He gives her space, lets her swap skates for sneakers and lead the way outside. It’s as if he knows she’s nervous having him close enough to touch her, so he stands back. It makes it easier to trust him when he guides her to a Hamburger Hippo for some late night fries and a burger, and tells her she can have it however she wants. She thinks about coming to these restaurants with Grandpa and how she’d always get extra cheese on the burger, and she’d inevitably get some on her shirt.

DW tells her it’s a good choice, and carries her soda for her. It’s strange, having someone willing to let her choose. It’s been a while since that’s happened. They make their way to a rooftop above the nearest intersection, and watch the cars pass and the lights turn their cycle.

It’s quiet for a long moment. She scarfs down her food, hands trembling so hard that the ice in her cola clinks against itself. She doesn’t want him to tell her the meal is over when she’s still got some left, because that would just leave her hungry sooner since she didn’t get it all down. She downs her burger before the lights have cycled three times around the intersection below them.

Darkwing is quiet, at first, just like she’d always thought him to be.
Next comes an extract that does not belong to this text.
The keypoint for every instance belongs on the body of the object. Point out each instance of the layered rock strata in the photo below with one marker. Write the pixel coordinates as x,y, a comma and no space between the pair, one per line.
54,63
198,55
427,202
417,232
But then he turns to her, watching her eat from a bit of a distance. “Hey, it’s okay. You’re safe, you can slow down. I’m not gonna take it from you.”

“How did you—” Gos looks up at him, then sits up straighter, assuming her cool kid attitude again. “Yeah, whatever. What do you care about me anyway?”

“You shouldn’t be alone out here,” he murmurs, looking down at the traffic. A red car has pulled up to the light, coughing out smoke as it rumbles. She covers her nose with her sleeve, and he flicks his cape out dramatically to clear the air as the car rolls down the street.

“St Canard is a good city, but not all of the things in it are.” He shakes his head absently. “You need a roof over your head. A family.”

“I lost my family a while ago,” she says bitterly, forcing tears away. “The stupid and mean and ugly foster parents could care less.”

“I’m going to guess one of those foster parents gave you your shiner, huh?”

She pauses for a long moment. He knows anyway, she doesn’t have to say it. She watches a green station wagon approach the lights below. There’s a kid in a blue shirt sticking his whole head and shoulders out the window, spiky white hair bouncing as the car comes to a stop. She can hear the driver squawking at the kid to sit back even from this distance, and in other circumstances she would laugh. It’s as if the universe is taunting her with this loving relationship, something she wants so badly but it’s just so far out of reach.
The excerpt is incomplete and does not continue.